It would be good if Obnam could have a setting for what the uid and gid (when run as root) and mode should be for new files it creates in the repository.
See:
Currently, there seems to be no easy way to forget all (or all but the newest) checkpoint generations. Something like
obnam --keep 1c forget
would be nice.
-- weinzwang
Obnam does not currently seem to notice when the sftp connection breaks. It should, and it should then abort the backup. --liw
Instead of in-place conversions, which are error prone and clunky, a better way would be nice. Maybe some kind of dump/undump pair, using a streamable format?

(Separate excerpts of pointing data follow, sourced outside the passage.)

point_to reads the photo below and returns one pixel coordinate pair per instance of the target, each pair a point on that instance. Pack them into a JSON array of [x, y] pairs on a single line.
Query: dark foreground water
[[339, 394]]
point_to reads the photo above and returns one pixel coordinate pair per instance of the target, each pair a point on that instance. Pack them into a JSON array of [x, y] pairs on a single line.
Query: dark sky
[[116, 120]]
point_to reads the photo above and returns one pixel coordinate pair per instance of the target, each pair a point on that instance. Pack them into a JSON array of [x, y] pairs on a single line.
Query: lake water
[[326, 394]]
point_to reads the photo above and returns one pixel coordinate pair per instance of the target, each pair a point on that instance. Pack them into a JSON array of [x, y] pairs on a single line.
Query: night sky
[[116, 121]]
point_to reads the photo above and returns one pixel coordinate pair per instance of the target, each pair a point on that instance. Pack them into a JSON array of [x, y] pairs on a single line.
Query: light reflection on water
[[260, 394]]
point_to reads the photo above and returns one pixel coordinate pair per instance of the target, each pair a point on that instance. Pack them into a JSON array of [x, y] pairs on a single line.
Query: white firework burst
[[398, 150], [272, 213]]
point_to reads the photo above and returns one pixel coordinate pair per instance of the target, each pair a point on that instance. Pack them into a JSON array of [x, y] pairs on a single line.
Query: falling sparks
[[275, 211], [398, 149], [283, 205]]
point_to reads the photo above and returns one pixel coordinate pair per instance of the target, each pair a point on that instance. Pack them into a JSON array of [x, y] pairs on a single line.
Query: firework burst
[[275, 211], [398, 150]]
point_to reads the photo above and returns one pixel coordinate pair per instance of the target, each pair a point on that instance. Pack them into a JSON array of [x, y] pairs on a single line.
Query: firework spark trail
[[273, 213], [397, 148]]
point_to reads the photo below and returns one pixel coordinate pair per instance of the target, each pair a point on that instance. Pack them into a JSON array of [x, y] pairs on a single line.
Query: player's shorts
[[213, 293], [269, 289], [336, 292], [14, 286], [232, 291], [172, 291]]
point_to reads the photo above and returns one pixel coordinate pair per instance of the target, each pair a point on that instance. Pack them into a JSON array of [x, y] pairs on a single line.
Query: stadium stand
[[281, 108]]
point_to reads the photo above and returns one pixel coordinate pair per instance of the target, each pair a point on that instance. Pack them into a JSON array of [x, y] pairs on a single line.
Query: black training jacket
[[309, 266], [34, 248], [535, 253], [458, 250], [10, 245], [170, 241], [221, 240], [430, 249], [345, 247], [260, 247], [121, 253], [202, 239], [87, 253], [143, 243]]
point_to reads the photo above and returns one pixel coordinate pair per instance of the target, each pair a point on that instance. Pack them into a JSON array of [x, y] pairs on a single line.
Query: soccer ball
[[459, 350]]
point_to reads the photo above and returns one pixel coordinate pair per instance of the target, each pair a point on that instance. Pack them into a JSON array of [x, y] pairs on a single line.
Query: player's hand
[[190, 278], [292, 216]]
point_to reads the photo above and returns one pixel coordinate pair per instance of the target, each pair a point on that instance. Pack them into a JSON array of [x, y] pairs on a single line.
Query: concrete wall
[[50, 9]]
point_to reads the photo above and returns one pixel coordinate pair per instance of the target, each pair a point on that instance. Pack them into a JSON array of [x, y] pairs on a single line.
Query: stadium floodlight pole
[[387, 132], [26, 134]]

Obnam could do with a mode in which it backs up the data from a block device, instead of the device node. If the block device contains a filesystem, it should backup only the parts of the device that are used by the filesystem, and skip unused parts. That could be used for backing up disk images as well.
Obnam should, arguably, use ctime changes to trigger backups, so that if a file's size and mtime are the same, because whatever fool program modified a file reset the mtime, obnam will still backup the changed data.
I have code for this, but it requires a repository format change, and breaks the upgrade from format 5 to 6. --liw
From Enrico: It might be good to have a way for Obnam to automatically exclude certain kinds of common stuff, such as web browser caches, Liferea caches, etc. This should be easy to enable, and should be off by default (safe defaults are important).
If you accidentally backup some large or sensitive files, but don't want to delete all the generations they're in, it would be handy for Obnam to be able to delete just the specific files from the generations, and leave the rest.
When --one-file-system is used, it would be nice to not cross bind-mounts. No idea how to figure that out, but it must be possible. --liw
You could look at the inode numbers for . and ./foodir/.. and check they're the same? -- kinnison
The inode check will not work if foodir is a symlink. --mathstuf
Make obnam fsck remove extraneous files (e.g., tmp*). --liw
S.B. suggests that backup generations have an optional description.
- Named generations -- There are certain generations that are more important than others. Some are automatically created by Obnam itself, some are routinely scheduled, and some were explicitly created. For example, I always run Obam immediately before traveling with my laptop in case it gets stolen or broken. The same goes for backups before major system upgrades. It would be nice to have something approximately analogous to the Windows "restore point" functionality, which has a description field. Sometimes they are only automatically created system checkpoints. But if the user explicitly creates a new restore point, he can add the description "before traveling to Europe" or "before upgrading OS" or whatever. Similarly, the automatic backup script could be programmed to label it as "cron backup".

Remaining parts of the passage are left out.